The History of Commercial Printing

The History of Commercial Printing

Commercial printing has existed for as long as people could record written language. However printing in the modern sense did not really occur on a mass scale until 1436 when Johannes Gutenberg developed a low cost solution that allowed printing on a massive scale. This allowed the Europeans to industrialize printing and make books affordable for the mass public which ultimately allowed for a rise in education and therefore an increase in the standard of living.

Printing had continued to be developed throughout history. When the industrial revolution came around, paper began to be massed produced and printing presses were improved to allow the introduction of newspapers. The consequences of printing were vast. In fact many historians will agree that the press played a significant role in the American, French, and even the Russian revolutions.

Since the quest for knowledge lies at the heart of every human being, the commercial printing industry had to continue to become creative. In the 1890s, graphic design was introduced into newspapers which allowed printers to publish photographs with their stories. The early forms of photojournalism required an engraving of the photo, which normally imposed limitations on how many pictures a printer could print. As the ability to print photos matured, you began to see newspapers with picture advertisements, magazines, and even mail in order catalogues.

Specialty printing also continued to grow as well. In 1823, Frenchman Louis Braille developed his code for the French Alphabet. It was meant to not only help the blind read, but since there was no electricity at the time, many people found the system beneficial for reading at night. Printing books in Braille required raise printing so that the bumps on the page could be felt by the reader. The commercial printing industry delivered and made published content available to millions of people who were blind. This allowed people who couldn’t read regular print to get an education.

Overtime commercial printing had to meet other requirements from the public. For example, architects and contractors began to print blueprints for buildings. This required printers to print on non standard paper sizes and lead to special stock printing. Magazines and newspaper advertisers wanted to make their content stand out and appear attractive to the general public. Thus UV gloss printing was developed to make high gloss content available. This also allowed for spot gloss printing for people who only wanted to make high gloss on certain parts of a print, say to highlight their name on a business card for example.

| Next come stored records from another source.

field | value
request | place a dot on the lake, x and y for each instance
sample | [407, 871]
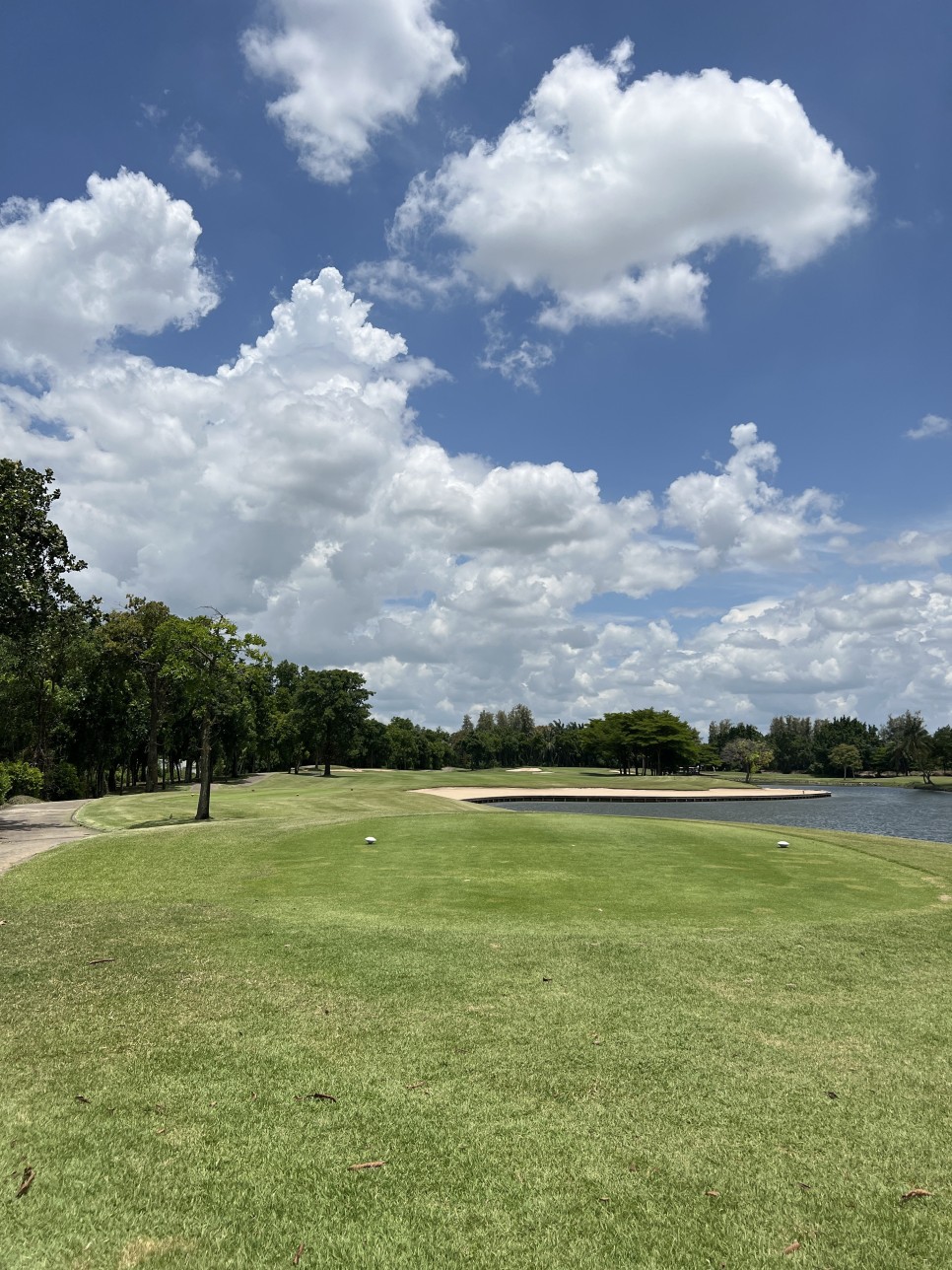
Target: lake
[896, 812]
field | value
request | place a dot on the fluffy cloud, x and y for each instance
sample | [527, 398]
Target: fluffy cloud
[349, 70]
[75, 272]
[295, 489]
[736, 519]
[930, 426]
[606, 188]
[516, 362]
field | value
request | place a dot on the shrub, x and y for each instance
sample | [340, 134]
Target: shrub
[64, 781]
[23, 777]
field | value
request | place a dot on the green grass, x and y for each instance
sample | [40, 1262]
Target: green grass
[558, 1031]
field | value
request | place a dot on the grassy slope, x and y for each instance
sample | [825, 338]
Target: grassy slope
[559, 1032]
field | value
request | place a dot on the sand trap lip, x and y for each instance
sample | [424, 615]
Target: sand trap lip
[600, 794]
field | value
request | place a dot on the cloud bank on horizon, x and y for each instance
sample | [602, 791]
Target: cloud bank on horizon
[299, 488]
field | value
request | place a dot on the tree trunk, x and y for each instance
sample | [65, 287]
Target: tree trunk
[153, 743]
[205, 793]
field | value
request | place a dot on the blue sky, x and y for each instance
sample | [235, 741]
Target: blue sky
[600, 256]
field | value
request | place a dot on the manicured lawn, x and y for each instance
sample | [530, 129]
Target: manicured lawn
[560, 1034]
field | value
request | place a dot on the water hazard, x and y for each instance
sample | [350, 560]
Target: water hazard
[896, 812]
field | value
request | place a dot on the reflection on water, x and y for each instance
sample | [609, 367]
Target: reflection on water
[898, 812]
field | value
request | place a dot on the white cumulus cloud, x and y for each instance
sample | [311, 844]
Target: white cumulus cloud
[295, 489]
[929, 426]
[607, 186]
[75, 272]
[348, 67]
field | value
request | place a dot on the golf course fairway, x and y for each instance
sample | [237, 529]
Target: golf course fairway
[554, 1041]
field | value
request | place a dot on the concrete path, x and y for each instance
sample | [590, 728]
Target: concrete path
[28, 828]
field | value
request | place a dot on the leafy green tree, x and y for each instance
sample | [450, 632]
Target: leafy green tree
[746, 754]
[334, 705]
[207, 660]
[34, 556]
[911, 743]
[842, 731]
[132, 631]
[942, 746]
[719, 733]
[847, 757]
[791, 740]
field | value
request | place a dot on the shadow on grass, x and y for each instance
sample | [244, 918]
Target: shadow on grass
[169, 821]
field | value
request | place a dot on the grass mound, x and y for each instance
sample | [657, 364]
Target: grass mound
[572, 1043]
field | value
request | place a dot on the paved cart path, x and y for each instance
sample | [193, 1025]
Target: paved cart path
[28, 828]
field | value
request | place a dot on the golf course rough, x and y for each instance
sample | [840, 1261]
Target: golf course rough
[560, 1040]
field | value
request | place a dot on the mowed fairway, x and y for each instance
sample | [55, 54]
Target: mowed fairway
[573, 1041]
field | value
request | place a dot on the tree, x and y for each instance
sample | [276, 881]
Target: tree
[132, 633]
[207, 658]
[911, 743]
[847, 757]
[334, 705]
[842, 731]
[746, 754]
[792, 743]
[34, 556]
[942, 746]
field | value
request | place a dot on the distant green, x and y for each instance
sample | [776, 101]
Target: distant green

Today printing has grown into a massive industry. Printers have been able to print on laser printers, inkjet printers, or even print digital content. Many magazines are laid out completely on a computer prior to printing which allows for review. You can even get a 3D printer which allows you to print a model. Today, Graphic design is one of the huge industries related to printing and allows people to produce rich content from illustrations to newspapers, or even models. With advances in design programs and commercial printing, this industry will be ever evolving. What will tomorrow bring?